Mr. ROCHEFORT (France) thought it would be difficult to vote on the joint amendment before knowing exactly what kinds of exemption from reciprocity were involved.

The PRESIDENT put to the vote the Netherlands proposal that the word "legislative" be deleted from the joint French/Belgian amendment (A/CONF.2/32).

The Netherlands proposal was rejected by 5 votes to 3, with 15 abstentions.

The PRESIDENT suggested that the Conference should vote on the qualifying words "after a period of three years' residence".

Mr. HERMENT (Belgium) asked why the text of the joint amendment could not be put to the vote in the form in which it appeared in document A/CONF.2/32. The question of the period of residence could then be voted on separately.

The PRESIDENT felt that certain representatives might be willing to support the amendment if the reference to the period of three years' residence were deleted.

Mr. ROCHEFORT (France) thought that at the present stage of the discussion it could not be said that the question of length of residence had been examined.
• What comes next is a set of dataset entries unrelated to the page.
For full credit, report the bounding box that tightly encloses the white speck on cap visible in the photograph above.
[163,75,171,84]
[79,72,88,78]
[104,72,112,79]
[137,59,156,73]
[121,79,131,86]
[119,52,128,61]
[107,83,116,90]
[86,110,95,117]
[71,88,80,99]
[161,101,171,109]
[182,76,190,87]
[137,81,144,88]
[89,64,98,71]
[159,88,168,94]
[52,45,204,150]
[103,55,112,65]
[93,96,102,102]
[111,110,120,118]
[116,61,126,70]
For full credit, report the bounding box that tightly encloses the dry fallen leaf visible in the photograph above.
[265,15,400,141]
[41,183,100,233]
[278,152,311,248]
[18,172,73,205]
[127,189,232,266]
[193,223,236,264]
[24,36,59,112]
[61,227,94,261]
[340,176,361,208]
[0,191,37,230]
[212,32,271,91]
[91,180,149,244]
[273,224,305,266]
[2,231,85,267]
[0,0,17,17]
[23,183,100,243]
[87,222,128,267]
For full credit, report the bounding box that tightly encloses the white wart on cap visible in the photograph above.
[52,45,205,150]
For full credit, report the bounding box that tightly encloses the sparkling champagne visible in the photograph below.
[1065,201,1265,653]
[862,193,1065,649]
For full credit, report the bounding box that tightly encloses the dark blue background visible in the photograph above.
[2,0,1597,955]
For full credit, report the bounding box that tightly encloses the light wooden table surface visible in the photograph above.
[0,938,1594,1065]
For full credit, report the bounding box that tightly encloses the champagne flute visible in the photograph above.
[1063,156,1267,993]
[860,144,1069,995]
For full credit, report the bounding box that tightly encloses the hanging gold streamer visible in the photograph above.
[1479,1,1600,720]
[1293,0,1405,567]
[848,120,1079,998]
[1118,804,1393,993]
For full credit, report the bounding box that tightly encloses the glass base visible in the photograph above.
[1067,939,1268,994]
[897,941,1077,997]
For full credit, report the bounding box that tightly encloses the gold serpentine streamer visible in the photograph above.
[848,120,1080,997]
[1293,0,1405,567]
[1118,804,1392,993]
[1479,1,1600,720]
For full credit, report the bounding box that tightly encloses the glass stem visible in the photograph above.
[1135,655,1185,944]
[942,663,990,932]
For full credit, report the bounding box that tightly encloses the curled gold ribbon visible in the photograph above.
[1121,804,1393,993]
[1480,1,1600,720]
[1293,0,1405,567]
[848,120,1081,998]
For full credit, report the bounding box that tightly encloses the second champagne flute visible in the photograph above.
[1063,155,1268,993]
In his opinion, the question of the three years' period could not be separated from the rest of the French/Belgian amendment.

The joint French/Belgian amendment (A/CONF.2/32) was adopted by 9 votes to 5, with 11 abstentions.

Article 4, as amended, was adopted by 20 votes to none, with 4 abstentions.

(vi) Article 5 - Exemption from exceptional measures (A/CONF.2/37, A/CONF.2/83) (resumed from the seventh meeting)

The PRESIDENT recalled that the discussion of article 5 had been deferred at the request of the United Kingdom representative, who had wished to introduce an amendment. The text of the latter was now to be found in document A/CONF.2/83; the Swedish delegation had also submitted an amendment to article 5 (A/CONF.2/37).

Mr. PERSSON (Sweden) requested the Conference to defer consideration of the Swedish amendment until the next day, in view of the absence of the leader of the Swedish delegation.

Mr. HOARE (United Kingdom) supported the Swedish representative's suggestion, particularly as the Conference had not had sufficient time to study his own amendment (A/CONF.2/83).

The Swedish representative's suggestion was adopted.

The meeting rose at 12.45 p.m.

1 See summary record of the twenty-first meeting (A/CONF.2/SR.21).